Nevertheless, there's one common scenario here: how leaders or decision makers perceive those risks. And that's when it becomes very subjective.

The way they perceive risk is determined by many factors, from their level of exposure to certain cyber topics (attack trends, threat intel, etc), to the news they consume, to the persons they interact with at work/social.

What about data-driven approaches applied to detection engineering practice?

If you are only looking for metrics, also consider the following reading:

"Threat detection metrics: exploring the true-positive spectrum"

Kenna Security is among a few companies I follow that leverages data-driven methodologies to better estimate value and execute in vulnerability management cycles. The approach is really interesting, worth checking.

Nevertheless, among a few counter arguments generally applicable to stats/ML based approaches, some say we need to have reliable data to back it up and make it work as expected.

Assuming we have enough of that, what happens when models suggest your administrators to prioritize another MS Office patch over a router bug recently reported by Cisco that affects a device in the external DMZ?

More context (input) needed? Are the models properly accounting for that? Are engineers properly feeding those models?

Besides having access and understanding external data, organizations must understand their own data, no model fits all. Again, I love the term Local Context suggested by Anton Chuvakin.

So collecting and making sense of that local/internal data is perhaps the main challenge regardless of the approach.

No asset inventory, no deal? How can an enterprise expect success using ML/AI when they can barely track high-privilege accounts or activity in their environments?
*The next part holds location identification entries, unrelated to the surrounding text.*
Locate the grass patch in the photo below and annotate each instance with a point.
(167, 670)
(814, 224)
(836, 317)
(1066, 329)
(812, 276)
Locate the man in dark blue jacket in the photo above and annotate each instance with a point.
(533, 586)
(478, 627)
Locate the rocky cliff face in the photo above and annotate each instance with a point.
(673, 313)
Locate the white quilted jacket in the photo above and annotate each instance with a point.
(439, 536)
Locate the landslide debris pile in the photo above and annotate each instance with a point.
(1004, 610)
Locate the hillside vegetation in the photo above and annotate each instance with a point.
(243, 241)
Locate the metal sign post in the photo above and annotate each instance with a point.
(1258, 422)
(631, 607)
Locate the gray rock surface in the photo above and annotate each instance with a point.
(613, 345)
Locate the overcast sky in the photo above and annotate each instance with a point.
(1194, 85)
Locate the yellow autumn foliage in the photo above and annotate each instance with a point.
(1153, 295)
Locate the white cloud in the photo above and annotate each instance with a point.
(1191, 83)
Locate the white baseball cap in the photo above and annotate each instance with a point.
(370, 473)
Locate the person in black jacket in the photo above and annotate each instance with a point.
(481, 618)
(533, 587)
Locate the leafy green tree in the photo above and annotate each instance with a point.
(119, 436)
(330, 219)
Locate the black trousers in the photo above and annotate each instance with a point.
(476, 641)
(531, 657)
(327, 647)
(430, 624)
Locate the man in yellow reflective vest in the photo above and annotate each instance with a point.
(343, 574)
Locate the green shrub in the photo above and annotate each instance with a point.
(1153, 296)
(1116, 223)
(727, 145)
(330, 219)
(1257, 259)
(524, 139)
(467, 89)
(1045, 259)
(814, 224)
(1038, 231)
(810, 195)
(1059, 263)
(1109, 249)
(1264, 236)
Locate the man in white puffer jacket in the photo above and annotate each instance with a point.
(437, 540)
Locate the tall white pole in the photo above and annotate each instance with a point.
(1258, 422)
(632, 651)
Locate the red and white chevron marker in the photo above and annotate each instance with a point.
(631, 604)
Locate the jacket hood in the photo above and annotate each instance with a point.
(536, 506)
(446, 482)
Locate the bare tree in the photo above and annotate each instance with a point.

How to *estimate* value in detection?

There’s no easy formula. It’s a process with many inputs and depends on the consumer of the detection, sorry to disappoint you!

Finding the sweet spot you and your customer agree upon paves the way for establishing a consistent strategy in the long run.

Since customers may perceive risks differently, you need to ponder that. Similarly, a detection might be prioritized to cover an important gap identified very outside our common perception.

For instance, a key business process may rely on an exposed web server which requires long impact analysis cycles before a new security patch is approved and ready to be installed.

Therefore, detection controls play a very important role in this context.

Now, how critical is that scenario (exposed web server) when compared to the following — also requiring strong security monitoring?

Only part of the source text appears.